MaPPO: Otimização de Preferência Máxima a Posteriori com Conhecimento Prévio
MaPPO: Maximum a Posteriori Preference Optimization with Prior Knowledge
July 27, 2025
Autores: Guangchen Lan, Sipeng Zhang, Tianle Wang, Yuwei Zhang, Daoan Zhang, Xinpeng Wei, Xiaoman Pan, Hongming Zhang, Dong-Jun Han, Christopher G. Brinton
cs.AI
Resumo
À medida que a era dos grandes modelos de linguagem (LLMs) em nome dos usuários se desdobra, os métodos de Otimização de Preferências (PO) tornaram-se uma abordagem central para alinhar LLMs com as preferências humanas e melhorar o desempenho. Propomos a Otimização de Preferências de Máxima a Posteriori (MaPPO), uma estrutura para aprender a partir de preferências que incorpora explicitamente o conhecimento prévio de recompensa no objetivo de otimização. Enquanto métodos existentes, como a Otimização Direta de Preferências (DPO) e suas variantes, tratam o aprendizado de preferências como um problema de Estimativa de Máxima Verossimilhança (MLE), o MaPPO estende esse paradigma ao integrar estimativas prévias de recompensa em um objetivo de Máxima a Posteriori (MaP) fundamentado. Isso não apenas generaliza a DPO e suas variantes, mas também aprimora o alinhamento ao mitigar a classificação binária simplificada de respostas. Mais importante, o MaPPO não introduz hiperparâmetros adicionais e suporta a otimização de preferências tanto em cenários offline quanto online. Além disso, o MaPPO pode ser usado como um plugin com melhoria consistente em variantes da DPO, incluindo SimPO, IPO e CPO, amplamente utilizados. Avaliações empíricas extensas de diferentes tamanhos de modelos e séries de modelos em três benchmarks padrão, incluindo MT-Bench, AlpacaEval 2.0 e Arena-Hard, demonstram melhorias consistentes no desempenho de alinhamento sem sacrificar a eficiência computacional.
English
As the era of large language models (LLMs) on behalf of users unfolds,
Preference Optimization (PO) methods have become a central approach to aligning
LLMs with human preferences and improving performance. We propose Maximum a
Posteriori Preference Optimization (MaPPO), a framework for learning from
preferences that explicitly incorporates prior reward knowledge into the
optimization objective. While existing methods such as Direct Preference
Optimization (DPO) and its variants treat preference learning as a Maximum
Likelihood Estimation (MLE) problem, MaPPO extends this paradigm by integrating
prior reward estimates into a principled Maximum a Posteriori (MaP) objective.

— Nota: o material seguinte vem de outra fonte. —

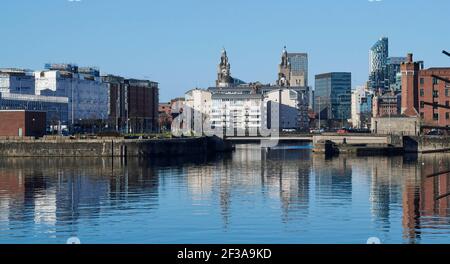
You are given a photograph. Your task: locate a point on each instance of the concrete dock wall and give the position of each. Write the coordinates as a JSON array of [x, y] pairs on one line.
[[426, 144], [64, 147], [353, 139]]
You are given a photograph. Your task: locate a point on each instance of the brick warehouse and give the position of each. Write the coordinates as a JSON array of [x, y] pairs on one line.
[[423, 91], [21, 123]]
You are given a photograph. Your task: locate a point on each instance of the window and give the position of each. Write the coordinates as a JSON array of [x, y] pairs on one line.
[[422, 104]]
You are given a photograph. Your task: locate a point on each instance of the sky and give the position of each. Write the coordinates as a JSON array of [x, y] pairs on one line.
[[178, 42]]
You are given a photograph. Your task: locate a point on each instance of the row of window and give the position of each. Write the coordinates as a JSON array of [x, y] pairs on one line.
[[436, 116], [422, 104], [435, 93]]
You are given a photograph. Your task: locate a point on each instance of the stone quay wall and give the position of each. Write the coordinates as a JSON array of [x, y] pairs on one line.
[[110, 147]]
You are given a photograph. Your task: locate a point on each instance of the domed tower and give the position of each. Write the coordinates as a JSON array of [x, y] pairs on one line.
[[284, 73], [224, 71]]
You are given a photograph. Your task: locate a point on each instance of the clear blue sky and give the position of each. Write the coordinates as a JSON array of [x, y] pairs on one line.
[[178, 42]]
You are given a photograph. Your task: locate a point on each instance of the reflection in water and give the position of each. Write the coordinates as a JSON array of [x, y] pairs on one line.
[[282, 195]]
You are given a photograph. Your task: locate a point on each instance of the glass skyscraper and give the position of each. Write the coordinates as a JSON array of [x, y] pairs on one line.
[[332, 96], [378, 59], [299, 67]]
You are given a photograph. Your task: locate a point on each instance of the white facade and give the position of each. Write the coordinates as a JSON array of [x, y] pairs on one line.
[[88, 95], [243, 112], [196, 111], [292, 108], [16, 81]]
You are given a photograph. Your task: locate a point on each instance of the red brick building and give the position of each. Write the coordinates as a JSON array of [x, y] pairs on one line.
[[424, 92], [165, 116], [21, 123]]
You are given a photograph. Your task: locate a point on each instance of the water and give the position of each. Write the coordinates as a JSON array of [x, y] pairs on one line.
[[285, 195]]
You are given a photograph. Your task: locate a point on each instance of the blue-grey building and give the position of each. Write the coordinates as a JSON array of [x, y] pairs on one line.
[[332, 96], [378, 60]]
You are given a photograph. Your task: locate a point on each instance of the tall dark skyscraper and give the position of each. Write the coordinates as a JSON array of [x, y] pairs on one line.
[[333, 95], [378, 60]]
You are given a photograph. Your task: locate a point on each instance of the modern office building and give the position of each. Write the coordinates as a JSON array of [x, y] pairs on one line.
[[332, 96], [426, 93], [133, 104], [17, 81], [56, 108], [88, 95], [361, 107], [378, 59], [292, 109], [17, 92], [22, 123], [241, 111], [293, 69]]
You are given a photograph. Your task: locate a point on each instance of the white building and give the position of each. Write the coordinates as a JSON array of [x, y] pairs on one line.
[[242, 112], [17, 92], [88, 95], [292, 107], [17, 81]]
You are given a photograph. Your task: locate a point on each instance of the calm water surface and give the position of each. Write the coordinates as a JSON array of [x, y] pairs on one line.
[[285, 195]]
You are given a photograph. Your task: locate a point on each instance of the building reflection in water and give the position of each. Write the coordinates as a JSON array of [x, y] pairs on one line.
[[59, 192], [422, 205], [394, 191]]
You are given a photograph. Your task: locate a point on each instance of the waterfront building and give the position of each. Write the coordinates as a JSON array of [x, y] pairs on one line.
[[133, 106], [196, 112], [393, 74], [22, 123], [361, 107], [56, 108], [386, 105], [224, 78], [165, 116], [299, 68], [426, 93], [17, 81], [292, 108], [88, 95], [293, 69], [378, 59], [332, 96], [177, 106], [237, 109]]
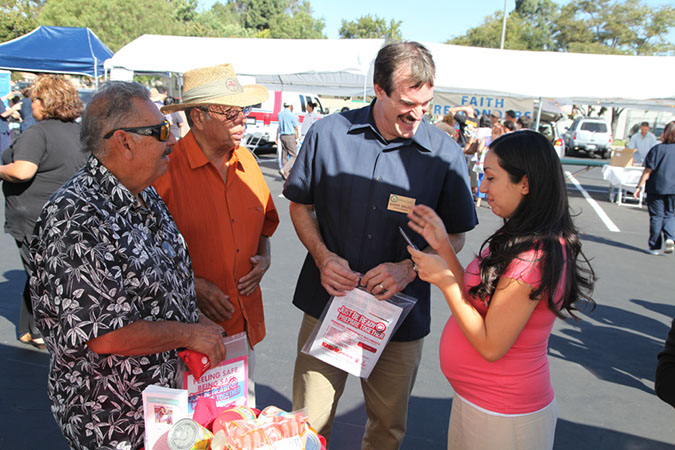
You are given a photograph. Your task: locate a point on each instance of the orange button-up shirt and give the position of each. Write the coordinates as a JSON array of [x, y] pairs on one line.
[[221, 223]]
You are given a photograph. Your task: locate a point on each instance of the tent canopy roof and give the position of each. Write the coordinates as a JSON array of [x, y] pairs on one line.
[[68, 50], [344, 67]]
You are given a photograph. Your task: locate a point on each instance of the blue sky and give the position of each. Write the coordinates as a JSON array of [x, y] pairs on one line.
[[435, 21]]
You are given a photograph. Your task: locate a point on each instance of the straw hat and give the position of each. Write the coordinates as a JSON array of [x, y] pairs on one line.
[[217, 85]]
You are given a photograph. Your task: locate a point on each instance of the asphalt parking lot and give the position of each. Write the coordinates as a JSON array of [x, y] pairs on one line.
[[602, 366]]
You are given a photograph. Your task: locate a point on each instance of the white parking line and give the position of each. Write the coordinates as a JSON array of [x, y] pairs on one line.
[[598, 210]]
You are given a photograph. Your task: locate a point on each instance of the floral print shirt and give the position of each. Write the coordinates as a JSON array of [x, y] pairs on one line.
[[103, 260]]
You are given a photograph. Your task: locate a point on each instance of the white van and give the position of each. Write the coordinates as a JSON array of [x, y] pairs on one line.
[[263, 123]]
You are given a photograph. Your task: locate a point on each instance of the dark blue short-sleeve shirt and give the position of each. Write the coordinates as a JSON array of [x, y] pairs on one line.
[[349, 172], [661, 159]]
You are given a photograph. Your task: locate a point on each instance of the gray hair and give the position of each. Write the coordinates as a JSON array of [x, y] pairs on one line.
[[188, 117], [112, 107], [411, 55]]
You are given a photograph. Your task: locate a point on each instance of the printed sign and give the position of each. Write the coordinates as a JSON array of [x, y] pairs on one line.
[[400, 203], [226, 384], [354, 331], [482, 104]]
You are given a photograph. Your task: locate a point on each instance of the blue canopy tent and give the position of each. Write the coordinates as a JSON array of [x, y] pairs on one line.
[[75, 51]]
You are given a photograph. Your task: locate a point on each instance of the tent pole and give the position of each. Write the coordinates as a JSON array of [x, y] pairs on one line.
[[541, 106]]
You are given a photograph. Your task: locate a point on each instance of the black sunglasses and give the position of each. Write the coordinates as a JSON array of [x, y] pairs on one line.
[[231, 114], [161, 132]]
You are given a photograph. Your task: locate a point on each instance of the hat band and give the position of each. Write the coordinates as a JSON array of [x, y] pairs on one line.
[[212, 90]]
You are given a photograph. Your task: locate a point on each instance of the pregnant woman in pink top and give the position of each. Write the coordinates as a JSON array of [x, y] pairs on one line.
[[530, 271]]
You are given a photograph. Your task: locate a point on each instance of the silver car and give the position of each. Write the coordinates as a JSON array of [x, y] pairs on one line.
[[590, 135]]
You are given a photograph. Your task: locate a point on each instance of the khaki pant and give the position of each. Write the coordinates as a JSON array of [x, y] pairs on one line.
[[471, 428], [250, 359], [317, 386]]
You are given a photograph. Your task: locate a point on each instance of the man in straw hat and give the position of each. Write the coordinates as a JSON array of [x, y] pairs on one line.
[[354, 175], [217, 194]]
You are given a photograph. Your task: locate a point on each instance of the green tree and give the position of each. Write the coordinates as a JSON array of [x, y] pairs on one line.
[[620, 27], [489, 33], [370, 27], [537, 23], [296, 23], [257, 14], [220, 21], [528, 27], [18, 18]]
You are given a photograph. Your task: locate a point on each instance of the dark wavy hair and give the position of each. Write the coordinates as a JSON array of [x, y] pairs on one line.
[[668, 136], [541, 222], [59, 98]]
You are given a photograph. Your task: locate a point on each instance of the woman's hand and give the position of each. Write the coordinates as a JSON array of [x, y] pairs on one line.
[[432, 268], [426, 223]]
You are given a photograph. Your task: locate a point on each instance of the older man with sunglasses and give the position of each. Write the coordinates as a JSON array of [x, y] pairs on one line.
[[113, 291], [221, 203]]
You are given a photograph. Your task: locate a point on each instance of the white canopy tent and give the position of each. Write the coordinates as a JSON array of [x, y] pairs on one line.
[[344, 67], [322, 66]]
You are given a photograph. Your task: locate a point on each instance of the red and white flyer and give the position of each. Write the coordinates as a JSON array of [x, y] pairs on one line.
[[227, 383], [353, 332]]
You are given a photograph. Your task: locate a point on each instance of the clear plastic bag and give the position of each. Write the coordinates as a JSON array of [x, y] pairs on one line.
[[354, 329]]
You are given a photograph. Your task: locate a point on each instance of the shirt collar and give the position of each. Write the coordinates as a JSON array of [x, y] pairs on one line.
[[364, 119], [118, 194], [197, 158]]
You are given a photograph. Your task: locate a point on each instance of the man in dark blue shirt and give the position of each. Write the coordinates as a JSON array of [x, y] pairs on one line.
[[353, 172]]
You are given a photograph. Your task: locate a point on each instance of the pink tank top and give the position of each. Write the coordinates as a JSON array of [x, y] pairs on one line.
[[518, 383]]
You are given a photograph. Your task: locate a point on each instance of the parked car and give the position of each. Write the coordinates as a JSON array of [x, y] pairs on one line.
[[589, 135], [550, 130], [262, 122], [548, 126]]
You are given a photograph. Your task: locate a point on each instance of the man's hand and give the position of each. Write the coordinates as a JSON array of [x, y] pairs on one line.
[[388, 279], [336, 276], [206, 337], [212, 301], [425, 222], [251, 280]]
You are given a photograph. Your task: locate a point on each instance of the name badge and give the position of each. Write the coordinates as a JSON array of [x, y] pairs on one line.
[[400, 203]]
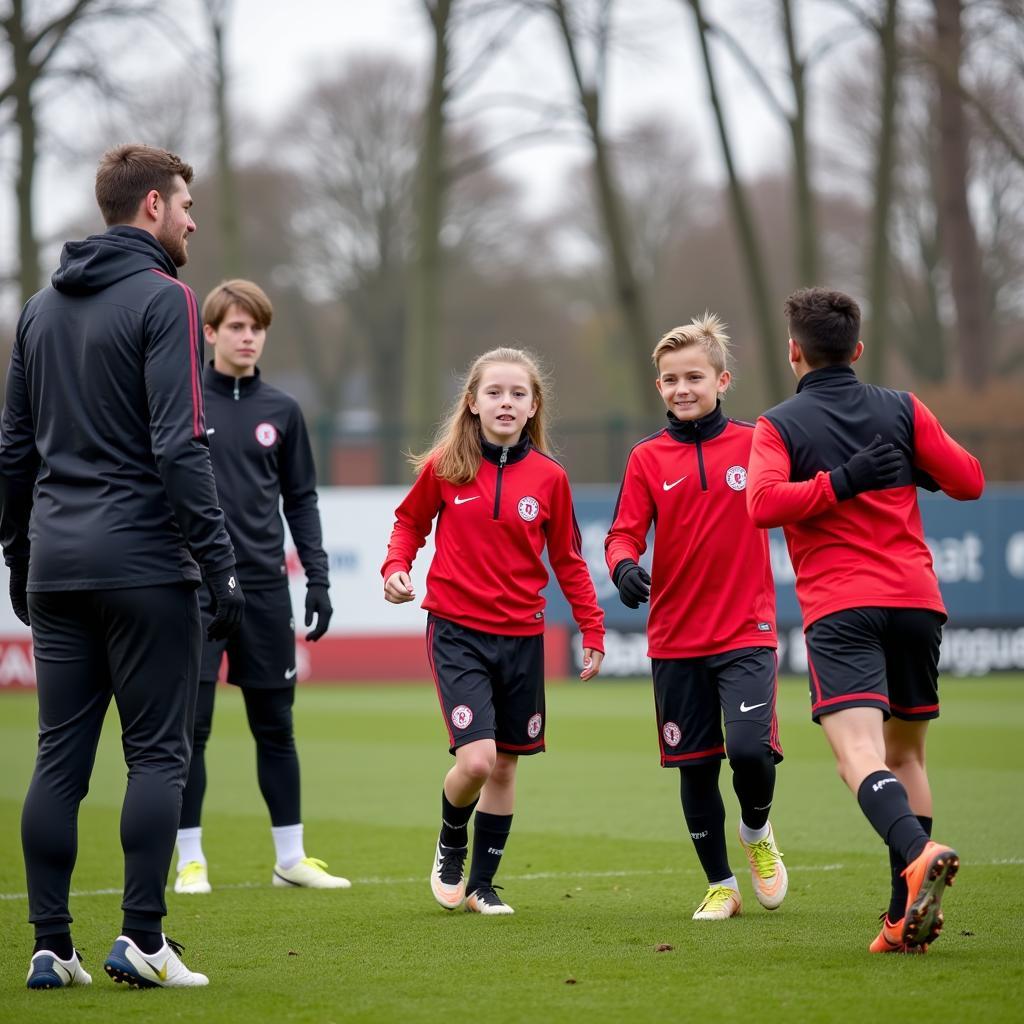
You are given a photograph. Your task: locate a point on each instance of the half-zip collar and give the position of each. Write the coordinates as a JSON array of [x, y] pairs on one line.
[[502, 456], [514, 453], [838, 376], [236, 387], [693, 431]]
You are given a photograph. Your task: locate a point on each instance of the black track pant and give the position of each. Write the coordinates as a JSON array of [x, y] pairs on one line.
[[141, 646], [269, 714]]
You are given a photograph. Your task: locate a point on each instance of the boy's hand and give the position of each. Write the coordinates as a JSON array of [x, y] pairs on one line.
[[872, 468], [591, 663], [633, 583], [398, 588], [228, 604], [318, 604], [18, 590]]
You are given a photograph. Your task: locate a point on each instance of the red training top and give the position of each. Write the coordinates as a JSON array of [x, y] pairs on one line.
[[868, 551], [486, 572], [711, 580]]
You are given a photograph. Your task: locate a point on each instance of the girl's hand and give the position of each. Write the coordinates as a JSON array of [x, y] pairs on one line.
[[591, 663], [398, 588]]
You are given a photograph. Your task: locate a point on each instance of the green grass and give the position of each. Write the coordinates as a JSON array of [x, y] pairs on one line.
[[599, 869]]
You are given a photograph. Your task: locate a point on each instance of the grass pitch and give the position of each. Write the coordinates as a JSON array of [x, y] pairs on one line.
[[599, 868]]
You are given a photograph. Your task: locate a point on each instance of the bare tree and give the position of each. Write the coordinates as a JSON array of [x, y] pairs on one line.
[[629, 289], [422, 395], [358, 133], [879, 264], [749, 241], [218, 14], [795, 116], [960, 240], [58, 47]]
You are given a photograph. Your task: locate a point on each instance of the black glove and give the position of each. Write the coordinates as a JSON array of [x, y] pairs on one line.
[[320, 604], [228, 603], [633, 583], [18, 590], [872, 468]]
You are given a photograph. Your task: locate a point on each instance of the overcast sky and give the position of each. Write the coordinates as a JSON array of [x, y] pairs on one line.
[[276, 48]]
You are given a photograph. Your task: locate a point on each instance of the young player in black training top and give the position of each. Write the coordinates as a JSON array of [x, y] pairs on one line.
[[838, 466], [261, 458], [107, 497]]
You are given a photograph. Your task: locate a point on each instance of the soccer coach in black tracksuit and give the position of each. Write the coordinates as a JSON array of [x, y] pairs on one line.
[[107, 504]]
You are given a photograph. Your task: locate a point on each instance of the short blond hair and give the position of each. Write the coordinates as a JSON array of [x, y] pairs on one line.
[[707, 333], [244, 294]]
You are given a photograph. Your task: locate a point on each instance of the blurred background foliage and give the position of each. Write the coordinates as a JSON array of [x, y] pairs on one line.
[[379, 212]]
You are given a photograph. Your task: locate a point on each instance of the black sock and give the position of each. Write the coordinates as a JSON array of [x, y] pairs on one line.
[[897, 901], [886, 805], [754, 783], [705, 814], [57, 943], [454, 822], [148, 942], [491, 832]]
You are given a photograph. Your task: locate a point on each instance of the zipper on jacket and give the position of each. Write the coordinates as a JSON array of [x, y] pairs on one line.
[[704, 476], [498, 485]]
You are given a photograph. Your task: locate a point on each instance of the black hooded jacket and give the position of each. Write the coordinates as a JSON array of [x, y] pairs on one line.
[[105, 479]]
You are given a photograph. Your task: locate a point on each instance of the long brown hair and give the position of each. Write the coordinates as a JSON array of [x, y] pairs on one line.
[[456, 452]]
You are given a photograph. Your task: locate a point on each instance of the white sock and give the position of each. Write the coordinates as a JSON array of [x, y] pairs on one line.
[[288, 845], [190, 846], [754, 835]]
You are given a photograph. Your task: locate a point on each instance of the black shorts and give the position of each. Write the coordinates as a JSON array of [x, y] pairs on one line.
[[876, 657], [261, 651], [692, 695], [489, 686]]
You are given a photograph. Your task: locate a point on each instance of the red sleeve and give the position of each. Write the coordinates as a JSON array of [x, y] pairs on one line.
[[952, 468], [565, 556], [414, 518], [772, 500], [634, 511]]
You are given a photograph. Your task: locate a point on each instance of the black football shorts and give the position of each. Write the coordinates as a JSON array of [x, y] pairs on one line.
[[261, 651], [489, 686], [694, 695], [876, 657]]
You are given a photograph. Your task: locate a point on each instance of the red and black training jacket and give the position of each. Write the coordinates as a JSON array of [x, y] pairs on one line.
[[868, 551], [711, 578], [486, 571]]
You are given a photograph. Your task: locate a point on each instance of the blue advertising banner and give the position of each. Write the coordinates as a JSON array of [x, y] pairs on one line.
[[978, 553]]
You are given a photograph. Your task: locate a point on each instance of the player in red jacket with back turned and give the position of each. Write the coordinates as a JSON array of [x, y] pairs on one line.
[[838, 465], [712, 626]]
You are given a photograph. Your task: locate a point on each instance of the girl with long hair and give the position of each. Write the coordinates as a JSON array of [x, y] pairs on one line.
[[500, 500]]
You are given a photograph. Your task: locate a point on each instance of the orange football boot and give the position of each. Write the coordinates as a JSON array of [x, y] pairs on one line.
[[890, 939], [927, 877]]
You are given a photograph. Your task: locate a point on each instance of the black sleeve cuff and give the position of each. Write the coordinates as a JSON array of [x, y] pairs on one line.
[[841, 483], [616, 572]]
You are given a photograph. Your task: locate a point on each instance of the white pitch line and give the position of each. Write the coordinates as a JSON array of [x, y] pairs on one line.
[[532, 877]]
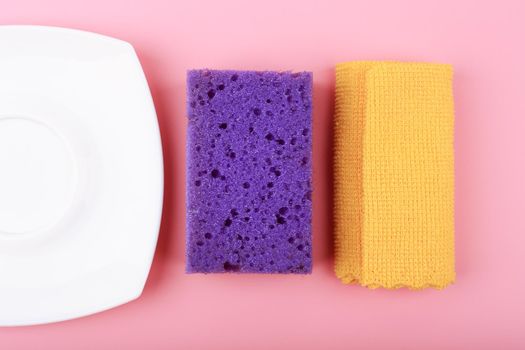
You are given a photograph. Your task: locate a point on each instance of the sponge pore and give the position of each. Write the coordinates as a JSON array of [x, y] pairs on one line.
[[249, 151]]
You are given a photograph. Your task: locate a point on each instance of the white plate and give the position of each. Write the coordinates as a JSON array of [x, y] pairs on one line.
[[81, 175]]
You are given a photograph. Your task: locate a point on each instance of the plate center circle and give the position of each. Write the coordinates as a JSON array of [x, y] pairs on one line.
[[37, 175]]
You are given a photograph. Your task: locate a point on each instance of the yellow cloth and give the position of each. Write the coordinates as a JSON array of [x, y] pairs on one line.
[[394, 175]]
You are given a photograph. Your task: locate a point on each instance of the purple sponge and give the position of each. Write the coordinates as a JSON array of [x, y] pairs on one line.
[[249, 197]]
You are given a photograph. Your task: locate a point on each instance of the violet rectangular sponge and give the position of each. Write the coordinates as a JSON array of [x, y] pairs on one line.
[[249, 152]]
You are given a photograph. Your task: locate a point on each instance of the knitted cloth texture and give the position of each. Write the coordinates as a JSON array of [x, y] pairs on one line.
[[394, 175]]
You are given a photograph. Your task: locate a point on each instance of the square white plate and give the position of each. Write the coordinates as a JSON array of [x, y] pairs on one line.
[[81, 174]]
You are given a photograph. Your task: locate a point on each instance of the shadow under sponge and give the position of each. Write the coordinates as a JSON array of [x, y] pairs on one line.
[[249, 152]]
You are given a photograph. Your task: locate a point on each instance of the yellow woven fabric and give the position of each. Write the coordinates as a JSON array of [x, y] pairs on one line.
[[394, 175]]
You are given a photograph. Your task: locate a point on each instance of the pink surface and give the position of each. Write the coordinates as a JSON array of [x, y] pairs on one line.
[[484, 309]]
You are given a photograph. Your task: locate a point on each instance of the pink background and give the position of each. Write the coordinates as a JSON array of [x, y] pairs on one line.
[[484, 309]]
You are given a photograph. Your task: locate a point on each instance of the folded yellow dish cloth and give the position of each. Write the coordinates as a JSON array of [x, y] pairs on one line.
[[394, 175]]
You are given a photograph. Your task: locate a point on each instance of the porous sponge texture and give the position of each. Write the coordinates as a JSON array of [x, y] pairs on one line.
[[394, 175], [249, 195]]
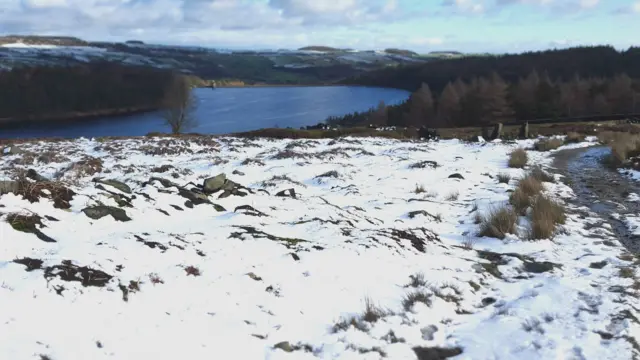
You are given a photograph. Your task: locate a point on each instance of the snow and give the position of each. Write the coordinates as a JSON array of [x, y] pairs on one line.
[[349, 255]]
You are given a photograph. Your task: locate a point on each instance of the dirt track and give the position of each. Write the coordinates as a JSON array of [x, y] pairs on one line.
[[602, 190]]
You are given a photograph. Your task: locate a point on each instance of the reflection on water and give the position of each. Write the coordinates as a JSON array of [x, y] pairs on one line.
[[223, 111]]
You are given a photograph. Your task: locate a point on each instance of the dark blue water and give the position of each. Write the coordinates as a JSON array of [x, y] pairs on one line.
[[222, 111]]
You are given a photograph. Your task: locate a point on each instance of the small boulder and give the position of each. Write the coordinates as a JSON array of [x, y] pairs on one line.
[[100, 211], [287, 193], [284, 346], [214, 184], [428, 331], [33, 175], [114, 183]]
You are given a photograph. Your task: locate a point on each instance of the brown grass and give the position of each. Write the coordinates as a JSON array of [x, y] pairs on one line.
[[548, 144], [453, 196], [518, 158], [623, 146], [527, 187], [546, 215], [574, 137], [499, 222], [541, 175], [504, 178]]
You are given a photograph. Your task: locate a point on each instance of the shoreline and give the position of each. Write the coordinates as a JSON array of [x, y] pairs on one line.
[[7, 123]]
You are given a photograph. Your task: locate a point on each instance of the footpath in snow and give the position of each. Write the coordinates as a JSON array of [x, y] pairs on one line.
[[332, 249]]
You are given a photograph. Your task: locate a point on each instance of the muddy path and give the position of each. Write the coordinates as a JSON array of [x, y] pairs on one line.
[[602, 190]]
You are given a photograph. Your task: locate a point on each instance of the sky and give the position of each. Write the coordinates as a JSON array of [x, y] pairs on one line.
[[420, 25]]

This not only generalizes DPO and its variants, but also enhances alignment by
mitigating the oversimplified binary classification of responses. More
importantly, MaPPO introduces no additional hyperparameter, and supports
preference optimization in both offline and online settings. In addition, MaPPO
can be used as a plugin with consistent improvement on DPO variants, including
widely used SimPO, IPO, and CPO. Extensive empirical evaluations of different
model sizes and model series on three standard benchmarks, including MT-Bench,
AlpacaEval 2.0, and Arena-Hard, demonstrate consistent improvements in
alignment performance without sacrificing computational efficiency.